Gempa dan Tsunami Donggala-Palu 2018 (2), Tsunami Tak-Biasa Itu dan Takdir Kebumian Kota Palu

Sepekan pasca peristiwa Gempa Donggala-Palu 2018, apa yang dialami pesisir Kota Palu perlahan-lahan mulai terkuak. Selagi seantero negeri berdebat akan sistem peringatan dini tsunami Indonesia yang (dianggap) memprihatinkan, kepingan demi kepingan data yang mulai terkumpul dari kawasan pesisir Teluk Palu menyajikan hasil tak terduga. Sekaligus menonjok uluhati kita.

Betapa tidak, bahkan andaikata sistem peringatan dini tsunami Indonesia bekerja sempurna dengan segenap infrastruktur pendukungnya, seperti tsunami buoy, stasiun pasangsurut, sirene menara peringatan dini tsunami hingga SMS blasting ke segenap penduduk setempat, para korban tsunami itu (mungkin) tetap takkan selamat. Takdir kebumian Kota Palu mengantar daerah itu berhadapan dengan tsunami mengerikan. Sekaligus mimpi buruk bagi sistem peringatan dini tsunami manapun.
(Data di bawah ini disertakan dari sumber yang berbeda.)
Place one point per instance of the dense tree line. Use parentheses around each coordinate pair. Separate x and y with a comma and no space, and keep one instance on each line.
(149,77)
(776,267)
Sebab gelombang pembunuh itu adalah tsunami tak-biasa, yang datang terlalu cepat.

Data dan Pembaharuan Informasi

Badan Informasi Geospasial (BIG), yang bertanggungjawab memonitor stasiun-stasiun pasangsurut pada pelabuhan-pelabuhan Indonesia, melansir data penting pada Rabu 3 Oktober 2018 TU (Tarikh Umum) lalu. Yakni data dinamika paras air laut yang terekam stasiun pasangsurut pelabuhan Pantoloan. Pelabuhan ini terletak 20 kilometer sebelah utara Kota Palu. Semula stasiun pasangsurut Pantoloan dikira rusak atau bahkan hancur oleh terjangan tsunami. Namun ternyata hanya perangkat komunikasi datanya saja yang rusak. Sementara sebagian sensor pasangsurutnya sendiri tetap utuh dan bekerja.

Gambar 1. Grafik paras air laut Teluk Palu yang terukur di stasiun pasangsurut pelabuhan Pantoloan, 20 kilometer sebelah utara Kota Palu, pada saat peristiwa tsunami terjadi. Grafik telah dikoreksi terhadap faktor pasang surut harian setempat. Nampak tsunami mulai datang pada pukul 18:08 WITA, hanya dalam 6 menit pascagempa. Tinggi tsunami murni 1,9 meter (murni) atau 3,9 meter (dari lembah gelombang ke bukit gelombang). Sumber: BIG, 2018 diolah oleh Widjo Kongko, 2018.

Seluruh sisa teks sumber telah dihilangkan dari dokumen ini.